The choice, then, is not between socialism and barbarism, but between various flavors of barbarism. And there may well be some flavors of barbarism which label themselves socialism....
More than three years later, the only thing I would change about this passage would be to remove the reference to 450 parts-per-million. Already at 400 ppm we are seeing evidence of accelerating feedback processes and all the rest. Three years ago I thought we had a window of about 35 years for recomposition of working-class revolutionary leadership, and judged, based on the state of affairs at the time and the history of political development, that such recomposition was unlikely in that timeframe. That was based on what was known scientifically at the time. But the methodological conservatism of climate science--which has an eerie parallel in the routinist conservatism of most putatively Marxist organizations--meant that this timeframe was too generous. The window is already closing, and the world political situation is, if anything, worse.
So I want to return to what I hinted at in that last sentence, "some flavors of barbarism which label themselves socialism." At present there are only a few "actually existing" examples of such "socialist barbarism" remaining. In most of them, the element of barbarism has such an overpowering stench as to render nauseating the lingering pretense to socialism--the billionaires' party of today's China, the barrel-bomb Ba'athism of Assad's Syria, or Venezuela, where the boliburguesia and its ruling clique loyally pay their debts to the world's banks while food and medicine disappear from the shelves. For the moment, Cuba remains the best (most attractive, least repellent) example of socialist barbarism on offer.

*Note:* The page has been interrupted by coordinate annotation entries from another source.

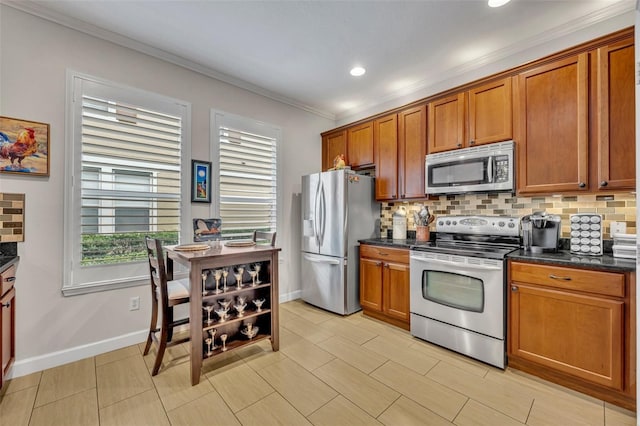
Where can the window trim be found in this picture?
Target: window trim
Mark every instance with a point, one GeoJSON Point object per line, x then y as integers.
{"type": "Point", "coordinates": [266, 129]}
{"type": "Point", "coordinates": [138, 274]}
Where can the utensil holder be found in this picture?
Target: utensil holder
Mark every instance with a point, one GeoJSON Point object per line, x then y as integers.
{"type": "Point", "coordinates": [422, 233]}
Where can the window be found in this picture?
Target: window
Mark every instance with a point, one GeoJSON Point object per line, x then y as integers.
{"type": "Point", "coordinates": [246, 174]}
{"type": "Point", "coordinates": [124, 180]}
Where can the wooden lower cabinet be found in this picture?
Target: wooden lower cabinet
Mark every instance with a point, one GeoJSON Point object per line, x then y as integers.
{"type": "Point", "coordinates": [384, 284]}
{"type": "Point", "coordinates": [7, 321]}
{"type": "Point", "coordinates": [575, 327]}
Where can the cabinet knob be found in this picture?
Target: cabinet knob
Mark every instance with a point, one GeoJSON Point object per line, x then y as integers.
{"type": "Point", "coordinates": [556, 277]}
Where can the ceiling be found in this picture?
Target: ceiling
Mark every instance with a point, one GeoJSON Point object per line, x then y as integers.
{"type": "Point", "coordinates": [300, 52]}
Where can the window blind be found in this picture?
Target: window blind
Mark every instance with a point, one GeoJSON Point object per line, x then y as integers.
{"type": "Point", "coordinates": [247, 182]}
{"type": "Point", "coordinates": [130, 180]}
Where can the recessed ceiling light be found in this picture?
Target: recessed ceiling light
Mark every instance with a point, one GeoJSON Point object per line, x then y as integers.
{"type": "Point", "coordinates": [497, 3]}
{"type": "Point", "coordinates": [357, 71]}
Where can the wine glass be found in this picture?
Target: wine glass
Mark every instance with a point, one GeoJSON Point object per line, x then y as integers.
{"type": "Point", "coordinates": [258, 304]}
{"type": "Point", "coordinates": [208, 342]}
{"type": "Point", "coordinates": [222, 313]}
{"type": "Point", "coordinates": [225, 272]}
{"type": "Point", "coordinates": [212, 332]}
{"type": "Point", "coordinates": [217, 274]}
{"type": "Point", "coordinates": [223, 337]}
{"type": "Point", "coordinates": [204, 280]}
{"type": "Point", "coordinates": [208, 308]}
{"type": "Point", "coordinates": [257, 267]}
{"type": "Point", "coordinates": [252, 274]}
{"type": "Point", "coordinates": [238, 280]}
{"type": "Point", "coordinates": [240, 309]}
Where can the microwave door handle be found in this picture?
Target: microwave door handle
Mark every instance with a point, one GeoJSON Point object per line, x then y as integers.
{"type": "Point", "coordinates": [490, 169]}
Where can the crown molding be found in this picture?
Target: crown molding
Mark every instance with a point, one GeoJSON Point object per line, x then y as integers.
{"type": "Point", "coordinates": [40, 11]}
{"type": "Point", "coordinates": [434, 82]}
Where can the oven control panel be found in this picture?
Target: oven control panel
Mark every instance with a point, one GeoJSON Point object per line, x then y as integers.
{"type": "Point", "coordinates": [481, 225]}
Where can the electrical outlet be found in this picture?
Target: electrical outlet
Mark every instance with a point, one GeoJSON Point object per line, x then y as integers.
{"type": "Point", "coordinates": [134, 303]}
{"type": "Point", "coordinates": [618, 228]}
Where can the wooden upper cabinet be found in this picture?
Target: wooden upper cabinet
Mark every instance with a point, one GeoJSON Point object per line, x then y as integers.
{"type": "Point", "coordinates": [615, 117]}
{"type": "Point", "coordinates": [385, 144]}
{"type": "Point", "coordinates": [479, 116]}
{"type": "Point", "coordinates": [360, 145]}
{"type": "Point", "coordinates": [490, 113]}
{"type": "Point", "coordinates": [551, 117]}
{"type": "Point", "coordinates": [412, 148]}
{"type": "Point", "coordinates": [446, 123]}
{"type": "Point", "coordinates": [333, 144]}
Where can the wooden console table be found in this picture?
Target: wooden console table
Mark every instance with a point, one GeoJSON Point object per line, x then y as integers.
{"type": "Point", "coordinates": [219, 258]}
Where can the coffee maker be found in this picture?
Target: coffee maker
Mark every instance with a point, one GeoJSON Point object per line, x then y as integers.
{"type": "Point", "coordinates": [541, 232]}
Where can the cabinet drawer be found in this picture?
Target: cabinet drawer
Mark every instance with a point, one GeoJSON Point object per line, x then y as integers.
{"type": "Point", "coordinates": [8, 278]}
{"type": "Point", "coordinates": [385, 253]}
{"type": "Point", "coordinates": [604, 283]}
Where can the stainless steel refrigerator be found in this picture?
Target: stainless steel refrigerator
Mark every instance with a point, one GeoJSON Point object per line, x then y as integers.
{"type": "Point", "coordinates": [338, 209]}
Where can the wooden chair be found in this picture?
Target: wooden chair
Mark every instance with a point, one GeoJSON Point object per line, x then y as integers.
{"type": "Point", "coordinates": [165, 294]}
{"type": "Point", "coordinates": [269, 237]}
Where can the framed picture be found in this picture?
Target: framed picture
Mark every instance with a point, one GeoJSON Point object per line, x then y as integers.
{"type": "Point", "coordinates": [200, 181]}
{"type": "Point", "coordinates": [24, 147]}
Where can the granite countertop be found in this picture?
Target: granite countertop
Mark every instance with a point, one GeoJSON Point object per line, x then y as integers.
{"type": "Point", "coordinates": [605, 262]}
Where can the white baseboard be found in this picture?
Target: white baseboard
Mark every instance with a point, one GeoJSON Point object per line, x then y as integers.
{"type": "Point", "coordinates": [290, 296]}
{"type": "Point", "coordinates": [55, 359]}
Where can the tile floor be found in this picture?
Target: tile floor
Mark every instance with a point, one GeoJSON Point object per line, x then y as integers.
{"type": "Point", "coordinates": [330, 370]}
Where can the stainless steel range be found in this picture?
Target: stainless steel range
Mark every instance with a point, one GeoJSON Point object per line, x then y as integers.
{"type": "Point", "coordinates": [457, 285]}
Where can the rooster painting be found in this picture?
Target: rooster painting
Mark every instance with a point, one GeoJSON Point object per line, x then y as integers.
{"type": "Point", "coordinates": [24, 146]}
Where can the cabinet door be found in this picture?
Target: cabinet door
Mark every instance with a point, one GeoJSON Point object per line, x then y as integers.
{"type": "Point", "coordinates": [396, 290]}
{"type": "Point", "coordinates": [570, 332]}
{"type": "Point", "coordinates": [333, 144]}
{"type": "Point", "coordinates": [360, 145]}
{"type": "Point", "coordinates": [446, 123]}
{"type": "Point", "coordinates": [7, 332]}
{"type": "Point", "coordinates": [551, 118]}
{"type": "Point", "coordinates": [490, 113]}
{"type": "Point", "coordinates": [385, 142]}
{"type": "Point", "coordinates": [412, 132]}
{"type": "Point", "coordinates": [371, 284]}
{"type": "Point", "coordinates": [615, 112]}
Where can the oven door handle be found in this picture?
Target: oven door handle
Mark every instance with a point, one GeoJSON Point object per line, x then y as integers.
{"type": "Point", "coordinates": [456, 264]}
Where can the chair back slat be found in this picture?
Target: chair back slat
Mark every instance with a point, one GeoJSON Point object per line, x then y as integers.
{"type": "Point", "coordinates": [157, 269]}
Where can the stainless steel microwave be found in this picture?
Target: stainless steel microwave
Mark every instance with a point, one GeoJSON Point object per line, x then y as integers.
{"type": "Point", "coordinates": [483, 168]}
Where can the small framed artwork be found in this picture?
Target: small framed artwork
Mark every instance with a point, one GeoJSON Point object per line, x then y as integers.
{"type": "Point", "coordinates": [200, 181]}
{"type": "Point", "coordinates": [24, 147]}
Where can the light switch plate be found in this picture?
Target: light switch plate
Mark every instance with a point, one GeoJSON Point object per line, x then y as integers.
{"type": "Point", "coordinates": [618, 228]}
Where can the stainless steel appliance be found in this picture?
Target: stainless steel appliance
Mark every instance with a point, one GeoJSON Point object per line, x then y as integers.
{"type": "Point", "coordinates": [457, 285]}
{"type": "Point", "coordinates": [541, 232]}
{"type": "Point", "coordinates": [483, 168]}
{"type": "Point", "coordinates": [338, 209]}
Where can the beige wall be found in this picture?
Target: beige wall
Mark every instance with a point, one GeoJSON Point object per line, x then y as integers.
{"type": "Point", "coordinates": [35, 56]}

How long that moment will survive the death of Fidel remains to be seen. During the peculiar interregnum of the last five years, in which he had formally turned over his positions of authority to his brother Raúl and others but remained, insofar as his health allowed, a vocal public figure, he often subtly undermined the plans and policy initiatives of Raúl, who has made little secret of his desire to be Cuba's Deng Xiaoping, by making speeches or writing newspaper columns that hearkened back to the egalitarian traditions of Cuba's working class. Aside from the differences in ideology and personality between the brothers, well-known to long-time Cuba watchers, this reflects more importantly a dialogue within the ruling stratum, trying to gauge how much the masses will tolerate increased openness to world capital and the growth of inequality that would necessarily result. With Fidel's death, the ruling stratum loses a well-respected voice--not for the working class, but for an ingenious combination of revolutionary romanticism and Machiavellian caution. The ghoulish celebrations by Trump-voting gusanos in Miami hoping to regain a share of the lucre ought not to blind us to the fact that world capital already has its tentacles coiled around the neck of the Cuban working class, extending from Canada, Spain, Germany, Britain and, yes, Russia and China.
For those of us who want to retain some element of socialism within the heritage of barbarism which capital has bequeathed to us, Cuba represents not an unsurpassable horizon, but a target of what can be attained and exceeded. The task remains to salvage as much of the Marxist hypothesis as is materially possible. If not the full abundance promised by the classless society, then at least the proletarian dictatorship--that is, rule of, for, and most importantly by the working class. If not development of production--for production as it exists at present accelerates the destruction of its natural basis--then reorganization of production to minimize, end, and ultimately repair the destruction wrought by capital. In this we can learn a few things from the Cuban people--for example, the dramatic reduction in petroleum use and carbon emissions during the Special Period, cited even by Jill Stein of the U.S. Green Party as something to learn from--but that means being frankly critical of their past and present leaders.